New Jersey has dumped its small holding in a private prison contractor that runs family detention centers amid increased scrutiny of the Trump administration's immigration policy.
The $78.6 billion public worker pension fund last week sold its $1.3 million investment in Florida-based Geo Group, one of the U.S.'s largest private prison contractors.
"Our Division of Investment reviewed the investment merits, including consideration of environmental, social and governance issues, and consistent with its fiduciary responsibility elected to sell the security and the transaction was completed last Thursday," Treasury Department spokeswoman Jennifer Sciortino said in a statement Wednesday. The holding was sold on Aug. 23.
The move follows a call from the American Federation of Teachers for public pension funds to root out their investments in these companies, or when possible, to use their leverage to "demand that they adopt policies to ensure just and humane treatment of detainees, which necessarily includes canceling any contracts with U.S. Immigration and Customs Enforcement."
The Trump administration came under fire when under its "zero tolerance" police for adults crossing the border began separation parents and children. Audio recordings of young children calling for their mothers and fathers fueled backlash over the new policy. The administration has been ordered by a federal court judge to reunite separated families.
"The family separation crisis is not only a humanitarian issue but an investment issue, to which public pension fund trustees should give careful consideration," the AFT said in its report.
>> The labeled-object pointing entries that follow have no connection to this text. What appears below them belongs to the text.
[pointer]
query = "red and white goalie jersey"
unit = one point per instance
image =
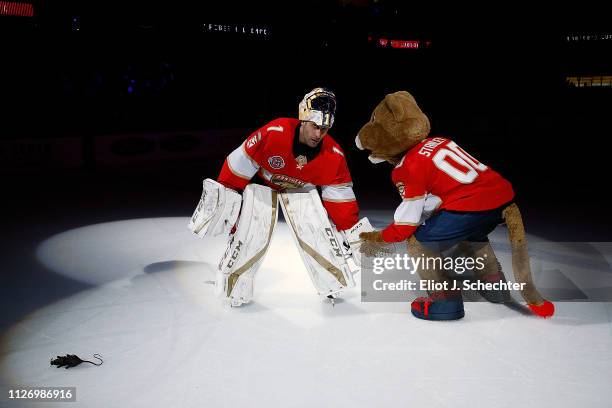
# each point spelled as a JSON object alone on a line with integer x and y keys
{"x": 269, "y": 152}
{"x": 437, "y": 175}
The pension fund still owns $156 million in equity and fixed income investments in defense contractor General Dynamics, which has said it has "no role in the family separation policy, nor a role in the construction or operation of detention facilities."
"General Dynamics Information Technology has provided support to unaccompanied minors through its work with the Office of Refugee Resettlement," the contractor said in a statement. "This includes casework support services to help ensure special needs of unaccompanied children are met."
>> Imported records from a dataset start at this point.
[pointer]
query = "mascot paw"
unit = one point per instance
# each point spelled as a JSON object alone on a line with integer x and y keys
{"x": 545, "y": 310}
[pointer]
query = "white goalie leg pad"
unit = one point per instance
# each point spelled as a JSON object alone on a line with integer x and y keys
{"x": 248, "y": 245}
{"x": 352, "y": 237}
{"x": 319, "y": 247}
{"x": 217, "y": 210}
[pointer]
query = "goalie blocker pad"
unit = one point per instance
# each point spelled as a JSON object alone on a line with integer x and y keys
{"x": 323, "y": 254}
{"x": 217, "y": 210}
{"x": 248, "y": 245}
It was reported by documentedny.com last week that New Jersey's much smaller employee deferred compensation plan purchased nearly $1 billion in stock in Geo Group and CoreCivic, another ICE contractor. Tennessee-based CoreCivic runs the Elizabeth Detention Center, an ICE facility in Elizabeth.
CoreCivic says it does not house unaccompanied children in its facilities.
"We also do not enforce immigration laws or policies or have any say whatsoever in an individual's deportation or release," the company said in a statement.